Except, in this instance, Juliet had been the one to leap, by inviting her half sister to stay. And while it had seemed so easy when she’d suggested it on the phone—here she was, the organized, older sister, swooping in to take care of poor Lucy—now it felt . . . unsettling.
She propped her elbows on the sink and gazed out again at the muddy fields. Peter Lanford was coming down the dirt road from Bega Farm in his battered old Land Rover, probably to check on the sheep he kept in the pasture in back of Juliet’s garden. She and Peter had gotten to know each other a little, both through their properties adjoining and being on the village’s parish council together. She might almost call him a friend, and she didn’t really do friendship. Or even relationships in general, outside of ones that were clearly and comfortingly defined. Employer/employee. Patient/doctor. Innkeeper/guest. What category did half sister fall into?

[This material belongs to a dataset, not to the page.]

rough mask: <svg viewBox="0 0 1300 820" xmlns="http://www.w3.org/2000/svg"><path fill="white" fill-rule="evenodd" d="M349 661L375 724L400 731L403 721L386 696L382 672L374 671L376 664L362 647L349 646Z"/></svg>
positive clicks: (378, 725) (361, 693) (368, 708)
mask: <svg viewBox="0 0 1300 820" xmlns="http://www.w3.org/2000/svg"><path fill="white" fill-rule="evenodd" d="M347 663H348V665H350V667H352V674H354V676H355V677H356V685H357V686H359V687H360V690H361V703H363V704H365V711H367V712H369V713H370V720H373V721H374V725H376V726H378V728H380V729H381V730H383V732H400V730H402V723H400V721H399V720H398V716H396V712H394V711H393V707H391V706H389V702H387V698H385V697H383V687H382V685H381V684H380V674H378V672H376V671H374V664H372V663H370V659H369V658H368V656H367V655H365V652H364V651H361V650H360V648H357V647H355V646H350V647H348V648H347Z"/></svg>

It had been shockingly disconcerting to open the door and see Lucy standing there in the flesh, with the same sandy hair, gray eyes, and freckles that Juliet possessed, and yet looking so different. Her ballet flats, purple tights, and miniskirt decorated with lemons of all things had been ridiculous and inappropriate for the weather; Juliet was, as ever, wearing jeans and a fleece. Lucy’s hair had frizzed about her face, while Juliet kept hers subdued in a sensible ponytail. And yet there could be no denying they were sisters. Half sisters. They even had the same slightly crooked nose. Whoever their respective fathers were, neither of them seemed to have passed on many of his genes.
And as Lucy had stepped into the foyer, seeming suddenly to fill up the space that had always been hers alone, Juliet had had a sudden and overwhelming urge to push her half sister right back out the door and then slam it in her face.
Not exactly the most sisterly of impulses, and not one she’d expected to have. She was being kind and generous to poor, hopeless Lucy. That was what was going on here. That was what she’d signed up for.
A knock sounded on the door, and blowing out a breath, Juliet turned from the sink. A few seconds later Rachel Campbell appeared in the kitchen with her arms full of freshly ironed sheets.
“I thought I’d pop by with the ironing while I had a moment,” she said, and with a murmur of thanks Juliet took them from her. Rachel cleaned the house twice a week and did all the ironing, tasks that Juliet was fully capable of doing herself, but Rachel’s housecleaning business supported a family of five—a mother, two sisters, and a nephew—and Juliet wanted to help her without seeming pitying. Besides, she hated ironing. “Has the half sister arrived?” Rachel asked, her eyebrows raised, and guilt needled Juliet uncomfortably.
When she’d told Rachel last week that Lucy would be coming, Rachel had said in a voice of such disbelief that Juliet hadn’t been able to tell if she was joking, “You have a sister?”
“Half sister,” she’d said, and Rachel had rolled her eyes.
“Oh, well, then,” she’d said, and Juliet hadn’t answered, because she couldn’t, in truth, explain her relationship, or lack of it, with Lucy. Since then she and Rachel had both, in a semijoking way—or maybe not—referred to Lucy as “the half sister.”